Grouping #63

floriankramer · 2018-06-13T16:04:12Z

Added support for GroupBy statements and aggregate aliases.

niklas88 · 2018-06-14T09:41:46Z

Can you add documentation (e.g. in README.md) explaining the constraints on the current implementation of these features. Also I think some commits like Fixed testGroupByAndAlias can be squashed.

niklas88

LGTM with questions and nitpicks

niklas88 · 2018-06-15T08:38:01Z

README.md

+    GROUP BY ?profession
+    ORDER BY ?avg
+
+Supported aggregates are `MIN, MAX, AVG, GROUP_CONCAT, SAMPLE, COUNT, SUM`. All of the aggreagates support `DISTINCT`, e.g. `(GROUP_CONCAT(DISTINCT ?a) as ?b)`.
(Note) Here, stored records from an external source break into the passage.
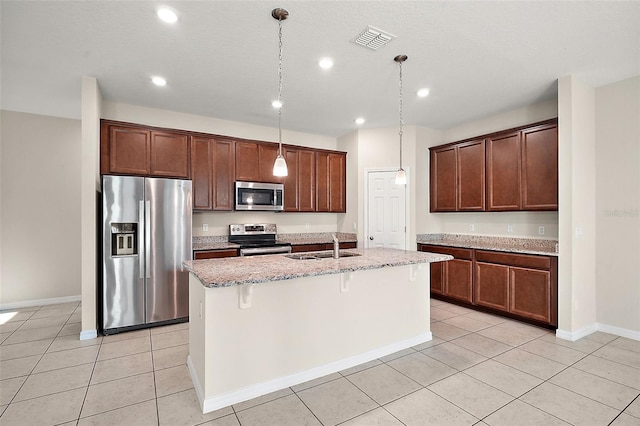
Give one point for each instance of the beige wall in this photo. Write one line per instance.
(40, 223)
(576, 163)
(91, 198)
(618, 204)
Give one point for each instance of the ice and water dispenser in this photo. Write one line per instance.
(124, 239)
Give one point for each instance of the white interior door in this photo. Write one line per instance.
(386, 224)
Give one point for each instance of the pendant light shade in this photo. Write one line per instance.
(401, 175)
(280, 165)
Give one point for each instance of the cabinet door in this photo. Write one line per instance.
(202, 172)
(530, 293)
(224, 160)
(540, 168)
(247, 161)
(337, 183)
(491, 287)
(437, 277)
(503, 172)
(291, 200)
(443, 180)
(268, 154)
(322, 182)
(458, 279)
(128, 151)
(169, 155)
(471, 175)
(306, 180)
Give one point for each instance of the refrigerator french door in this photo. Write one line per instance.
(147, 236)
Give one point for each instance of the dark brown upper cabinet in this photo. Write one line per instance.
(140, 151)
(457, 177)
(503, 172)
(212, 173)
(540, 168)
(517, 169)
(299, 185)
(331, 171)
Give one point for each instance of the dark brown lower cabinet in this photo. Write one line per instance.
(522, 286)
(214, 254)
(453, 279)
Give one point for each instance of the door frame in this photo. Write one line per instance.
(407, 202)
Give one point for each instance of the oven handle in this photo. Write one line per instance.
(253, 251)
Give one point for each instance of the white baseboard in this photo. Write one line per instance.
(586, 331)
(214, 403)
(618, 331)
(88, 334)
(40, 302)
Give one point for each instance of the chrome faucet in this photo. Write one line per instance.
(336, 247)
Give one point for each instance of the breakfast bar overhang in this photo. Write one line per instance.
(260, 324)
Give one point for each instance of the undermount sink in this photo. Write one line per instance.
(320, 255)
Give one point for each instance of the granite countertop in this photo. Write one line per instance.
(232, 271)
(506, 244)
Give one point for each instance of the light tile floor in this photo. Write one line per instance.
(479, 369)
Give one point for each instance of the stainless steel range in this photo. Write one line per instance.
(257, 238)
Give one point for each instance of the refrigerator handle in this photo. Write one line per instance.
(147, 238)
(141, 233)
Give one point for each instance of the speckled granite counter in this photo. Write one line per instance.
(506, 244)
(258, 269)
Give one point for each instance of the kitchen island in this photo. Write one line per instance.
(263, 323)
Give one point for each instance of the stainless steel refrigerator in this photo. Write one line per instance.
(147, 236)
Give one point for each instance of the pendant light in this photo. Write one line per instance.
(280, 165)
(401, 176)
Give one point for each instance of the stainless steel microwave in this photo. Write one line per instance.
(259, 196)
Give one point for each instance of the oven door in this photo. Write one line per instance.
(256, 251)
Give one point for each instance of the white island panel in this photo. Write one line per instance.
(251, 339)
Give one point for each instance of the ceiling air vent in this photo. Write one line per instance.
(373, 38)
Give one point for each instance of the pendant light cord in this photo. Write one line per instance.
(401, 121)
(280, 86)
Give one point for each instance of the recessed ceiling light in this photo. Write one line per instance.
(167, 15)
(423, 92)
(159, 81)
(325, 63)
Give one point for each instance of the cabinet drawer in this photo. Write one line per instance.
(214, 254)
(300, 248)
(521, 260)
(458, 253)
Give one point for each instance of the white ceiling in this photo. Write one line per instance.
(220, 59)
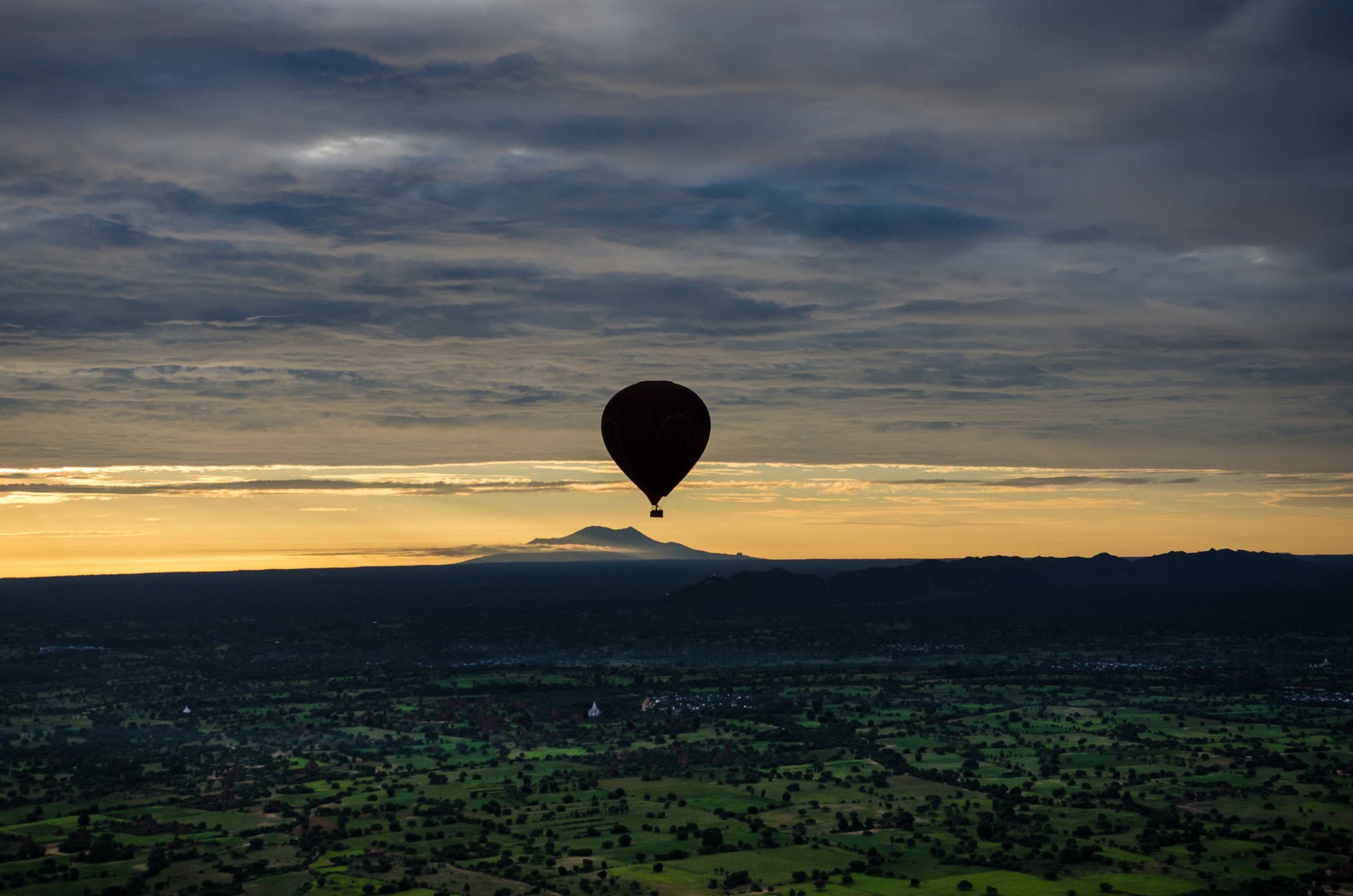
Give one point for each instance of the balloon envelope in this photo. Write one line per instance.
(655, 431)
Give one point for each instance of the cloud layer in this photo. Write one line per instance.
(1034, 232)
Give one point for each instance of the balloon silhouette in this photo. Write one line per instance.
(655, 431)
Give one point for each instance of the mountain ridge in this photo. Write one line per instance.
(979, 576)
(601, 543)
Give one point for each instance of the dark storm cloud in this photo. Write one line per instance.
(994, 231)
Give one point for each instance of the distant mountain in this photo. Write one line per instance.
(981, 576)
(599, 543)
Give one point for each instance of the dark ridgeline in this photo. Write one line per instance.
(696, 608)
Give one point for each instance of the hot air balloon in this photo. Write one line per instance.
(655, 431)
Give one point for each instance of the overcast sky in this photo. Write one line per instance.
(1009, 232)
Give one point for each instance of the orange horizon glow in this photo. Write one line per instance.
(134, 519)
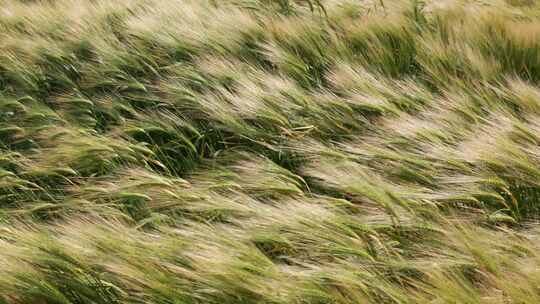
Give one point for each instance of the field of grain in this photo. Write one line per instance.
(269, 151)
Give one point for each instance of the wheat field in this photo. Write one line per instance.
(269, 151)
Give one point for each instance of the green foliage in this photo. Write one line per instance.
(260, 151)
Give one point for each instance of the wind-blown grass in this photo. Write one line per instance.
(260, 151)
Just a question, when using MAX or MIN is there a way to get other attributes from the left side that has the max/min. For example when dealing with Freebase's dated integers, MAX over the date (idoes MAX use sort order?) would give you the latest date of the entry but is there a way to get the integer at that date or does that need full subquery support including LIMIT and ORDER BY?
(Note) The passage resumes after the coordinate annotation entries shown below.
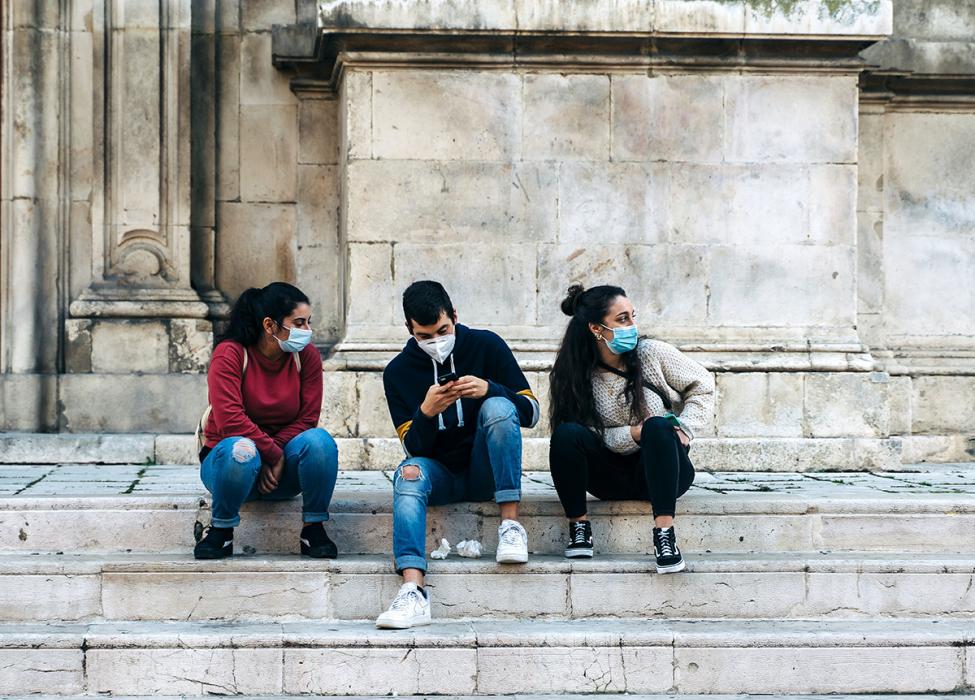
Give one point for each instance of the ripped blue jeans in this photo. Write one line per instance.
(311, 465)
(495, 471)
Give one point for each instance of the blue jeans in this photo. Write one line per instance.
(495, 471)
(311, 465)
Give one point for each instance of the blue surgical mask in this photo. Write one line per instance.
(298, 339)
(624, 339)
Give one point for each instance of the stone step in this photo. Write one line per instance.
(287, 588)
(565, 696)
(71, 510)
(490, 657)
(379, 453)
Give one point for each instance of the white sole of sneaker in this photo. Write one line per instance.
(673, 569)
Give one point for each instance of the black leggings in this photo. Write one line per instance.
(660, 471)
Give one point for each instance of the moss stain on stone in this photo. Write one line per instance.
(843, 10)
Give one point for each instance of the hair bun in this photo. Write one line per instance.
(571, 301)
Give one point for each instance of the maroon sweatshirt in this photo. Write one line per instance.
(272, 404)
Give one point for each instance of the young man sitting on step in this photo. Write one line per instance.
(459, 401)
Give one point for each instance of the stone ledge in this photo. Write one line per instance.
(629, 655)
(522, 633)
(280, 589)
(737, 454)
(156, 512)
(848, 18)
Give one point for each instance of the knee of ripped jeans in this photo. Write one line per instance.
(243, 451)
(410, 472)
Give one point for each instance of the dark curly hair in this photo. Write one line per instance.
(571, 399)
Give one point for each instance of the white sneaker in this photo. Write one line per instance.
(408, 609)
(512, 543)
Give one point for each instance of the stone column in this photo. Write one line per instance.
(135, 314)
(141, 199)
(33, 215)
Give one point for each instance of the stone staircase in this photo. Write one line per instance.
(797, 584)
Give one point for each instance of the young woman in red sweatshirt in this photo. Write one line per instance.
(261, 439)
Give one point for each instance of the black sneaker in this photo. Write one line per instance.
(217, 543)
(580, 540)
(665, 549)
(315, 542)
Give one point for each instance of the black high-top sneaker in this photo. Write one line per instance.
(217, 543)
(665, 549)
(315, 542)
(580, 540)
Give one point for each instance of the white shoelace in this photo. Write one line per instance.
(404, 599)
(511, 533)
(666, 545)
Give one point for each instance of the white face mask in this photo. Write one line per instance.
(438, 347)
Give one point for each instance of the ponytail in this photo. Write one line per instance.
(570, 395)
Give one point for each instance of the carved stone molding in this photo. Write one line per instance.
(141, 197)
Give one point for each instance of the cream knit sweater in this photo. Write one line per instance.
(688, 385)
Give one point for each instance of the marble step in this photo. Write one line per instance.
(746, 454)
(566, 696)
(153, 509)
(47, 587)
(490, 658)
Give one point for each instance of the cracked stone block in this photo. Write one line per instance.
(446, 115)
(129, 346)
(176, 449)
(944, 405)
(190, 345)
(27, 671)
(817, 670)
(668, 117)
(759, 404)
(791, 119)
(215, 596)
(639, 595)
(184, 671)
(573, 670)
(77, 350)
(853, 404)
(63, 598)
(367, 671)
(875, 594)
(440, 201)
(340, 405)
(566, 117)
(268, 154)
(374, 420)
(318, 135)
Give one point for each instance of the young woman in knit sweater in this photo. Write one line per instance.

MAX and MIN don't interpret knowledgebase ids in the current implementation. For ordering, the numerical order of the id is used.
As far as I understand the sparql standard, after the group by only basic arithmetic, HAVING and ORDER BY can affect the result. I don't know how Freebase's dated integers are stored, so I'm not certain if full subquery support would be needed, but it does seem likely.
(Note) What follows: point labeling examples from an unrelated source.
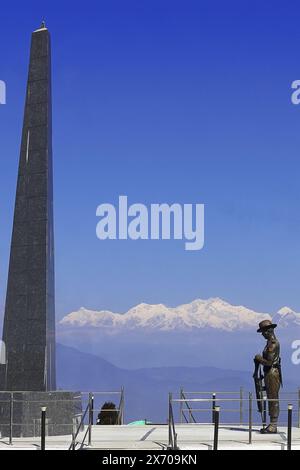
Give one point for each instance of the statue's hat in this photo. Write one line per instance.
(265, 325)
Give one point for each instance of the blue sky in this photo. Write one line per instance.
(164, 101)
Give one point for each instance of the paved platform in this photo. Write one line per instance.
(155, 437)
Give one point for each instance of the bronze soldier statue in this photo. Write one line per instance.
(271, 362)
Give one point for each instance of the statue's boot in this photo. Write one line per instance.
(271, 429)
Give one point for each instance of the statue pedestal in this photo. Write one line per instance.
(21, 411)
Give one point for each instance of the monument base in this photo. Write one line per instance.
(20, 413)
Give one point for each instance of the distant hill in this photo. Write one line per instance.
(146, 390)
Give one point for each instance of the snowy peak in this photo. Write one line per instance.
(212, 313)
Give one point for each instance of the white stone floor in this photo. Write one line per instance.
(155, 437)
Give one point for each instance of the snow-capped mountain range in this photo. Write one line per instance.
(212, 313)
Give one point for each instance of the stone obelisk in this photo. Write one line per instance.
(29, 322)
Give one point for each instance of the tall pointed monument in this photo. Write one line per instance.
(27, 377)
(29, 322)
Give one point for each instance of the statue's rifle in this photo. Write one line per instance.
(259, 389)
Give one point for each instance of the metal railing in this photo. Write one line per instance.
(186, 409)
(188, 412)
(246, 403)
(13, 425)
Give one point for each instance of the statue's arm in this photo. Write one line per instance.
(270, 356)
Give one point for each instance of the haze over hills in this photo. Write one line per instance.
(146, 390)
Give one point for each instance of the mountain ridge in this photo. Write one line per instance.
(211, 313)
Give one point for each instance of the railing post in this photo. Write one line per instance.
(216, 427)
(241, 404)
(290, 422)
(43, 428)
(11, 418)
(250, 418)
(123, 405)
(181, 405)
(264, 411)
(213, 407)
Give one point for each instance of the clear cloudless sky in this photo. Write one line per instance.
(164, 101)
niklas88 · 2018-06-15T08:41:44Z

README.md

+    ORDER BY ?avg
+
+Supported aggregates are `MIN, MAX, AVG, GROUP_CONCAT, SAMPLE, COUNT, SUM`. All of the aggreagates support `DISTINCT`, e.g. `(GROUP_CONCAT(DISTINCT ?a) as ?b)`.
+Group concat also supports a custom separator: `(GROUP_CONCAT(?a ; separator=" ; ") as ?concat)`. Xsd types float, decimal and integer are recognized as numbers, other types or unbound variables (e.g. no entries for an optional part) in one of the aggregates that need to interpret the variable (e.g. AVG) lead to either no result or nan. MAX with an unbound variable will always return the unbound variable.


This sounds like it has potential for breaking some output formats if they lack escaping. We should check that at least JSON uses proper escaping.

Some basic escaping is applied, and everything is contained within a string, as quotation marks are not allowed within the separator string (at least not in the current implementation).

niklas88 · 2018-06-15T08:45:18Z

src/engine/Engine.h

+   * @param hasRelation A mapping from entity ids to sets of relations
+   * @param patterns A mapping from pattern ids to patterns
+   * @param subjectColumn The column containing the entities for which the
+   *                      relations should be counted.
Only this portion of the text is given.